One type of loss I’ve been thinking about is the loss of physical or mental ability. That is, coming to terms with the fact that one might not be able to mentally or physically do the things they used to do due to an illness, old age, or an unexpected event.

 

Years ago, I read Tuesdays with Morrie by Mitch Albom. The story is about a writer (Mitch Albom) who visited his former sociology teacher, Morrie Schwartz, as Schwartz battled Amyotrophic Lateral Sclerosis (ALS) – a rapidly progressive disease that destroys the brain’s nerve cells and spinal cord.

 

Every Tuesday, for about four months, Albom would visit Schwartz and record some of the life lessons and teachings he learned from his friend as he battled ALS.

 

One particular Tuesday, Albom visited Shwartz and found him sitting on his bed looking at his legs. When Albom asked what he was doing, Schwartz said he was saying goodbye to his legs.

 

Over the previous week, Schwartz had begun to lose feeling in his lower body and could no longer move them on his own. So, Schwartz created a bit of a ritual where he said goodbye to his legs and the ability they used to afford him.

 

I think of Schwartz’s example as a form of grieving because losing the ability to do something you used to do triggers feelings and thoughts associated with grief.

 

Keep Moving Forward

When grieving a loss – whether it’s the loss of an ability or the loss of something external to us (e.g., a loved one, relationship, or job) – it’s essential to process the feelings and thoughts you have associated with that loss.

 

But after you work through those emotions, you must move forward. As painful as the loss might be, healing requires you to move forward with life. Yes, it may take some time to mourn the loss, but life will still go on for you and others, regardless of your loss.

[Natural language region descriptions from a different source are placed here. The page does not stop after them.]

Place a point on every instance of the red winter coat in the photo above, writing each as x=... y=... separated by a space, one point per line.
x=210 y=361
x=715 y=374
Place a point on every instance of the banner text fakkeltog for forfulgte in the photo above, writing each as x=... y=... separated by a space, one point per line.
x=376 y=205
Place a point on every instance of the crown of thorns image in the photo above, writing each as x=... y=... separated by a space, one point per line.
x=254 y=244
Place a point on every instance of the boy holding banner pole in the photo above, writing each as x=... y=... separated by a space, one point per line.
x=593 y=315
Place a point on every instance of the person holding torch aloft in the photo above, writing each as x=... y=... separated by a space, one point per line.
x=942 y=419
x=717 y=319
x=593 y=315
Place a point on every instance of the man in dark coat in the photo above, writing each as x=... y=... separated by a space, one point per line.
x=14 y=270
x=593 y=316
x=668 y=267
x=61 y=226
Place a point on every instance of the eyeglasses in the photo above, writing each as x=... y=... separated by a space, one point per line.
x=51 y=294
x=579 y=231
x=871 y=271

And it is up to you to decide how you will respond.
In this regard, here is one thing you can do:

Find any reason to move forward with life. 

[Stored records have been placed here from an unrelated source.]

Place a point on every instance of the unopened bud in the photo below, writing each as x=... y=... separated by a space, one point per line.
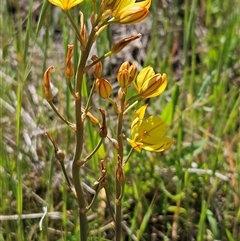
x=103 y=87
x=133 y=73
x=133 y=15
x=69 y=70
x=123 y=43
x=97 y=67
x=123 y=78
x=115 y=143
x=119 y=172
x=153 y=86
x=124 y=65
x=46 y=85
x=92 y=118
x=103 y=129
x=83 y=32
x=60 y=155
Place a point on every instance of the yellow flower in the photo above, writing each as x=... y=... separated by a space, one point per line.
x=148 y=134
x=148 y=84
x=103 y=87
x=65 y=5
x=130 y=11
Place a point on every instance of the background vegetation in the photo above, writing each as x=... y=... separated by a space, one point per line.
x=190 y=192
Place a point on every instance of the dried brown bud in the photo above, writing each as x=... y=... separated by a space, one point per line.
x=69 y=70
x=97 y=72
x=46 y=85
x=103 y=129
x=123 y=43
x=103 y=87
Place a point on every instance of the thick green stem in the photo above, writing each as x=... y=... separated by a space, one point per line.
x=79 y=141
x=119 y=184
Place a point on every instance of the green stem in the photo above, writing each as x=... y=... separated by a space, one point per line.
x=62 y=117
x=93 y=152
x=119 y=185
x=79 y=139
x=75 y=28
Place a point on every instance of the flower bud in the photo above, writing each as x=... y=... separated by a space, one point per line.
x=60 y=155
x=69 y=70
x=133 y=73
x=46 y=85
x=153 y=86
x=124 y=65
x=123 y=43
x=97 y=67
x=103 y=128
x=133 y=15
x=82 y=32
x=103 y=87
x=123 y=78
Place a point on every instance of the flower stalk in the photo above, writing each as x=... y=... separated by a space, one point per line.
x=146 y=83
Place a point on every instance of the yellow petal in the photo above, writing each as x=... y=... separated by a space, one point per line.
x=135 y=14
x=152 y=130
x=65 y=4
x=153 y=86
x=135 y=145
x=143 y=76
x=162 y=145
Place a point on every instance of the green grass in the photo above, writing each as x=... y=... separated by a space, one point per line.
x=192 y=191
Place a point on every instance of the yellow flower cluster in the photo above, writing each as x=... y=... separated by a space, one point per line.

In his book, Man’s Search for Meaning, Victor Frankl, a survivor of three different concentration camps, discusses the importance of finding meaning in suffering. He argues that a human’s deepest desire is to find meaning in their life; once they find meaning, they can survive anything.

 

Summary

Nietzsche once said, “He who has a why to live for can bear almost any how.”

 

While you have no control over what happened to you, you do have control over how you will respond. Therefore, respond by reminding yourself of the abilities you still have and the things you can do rather than spending time thinking about what you cannot do and do not have.

 

I hope this post helps you reflect on the meaning behind some of your suffering and inspires you to respond by moving forward with life.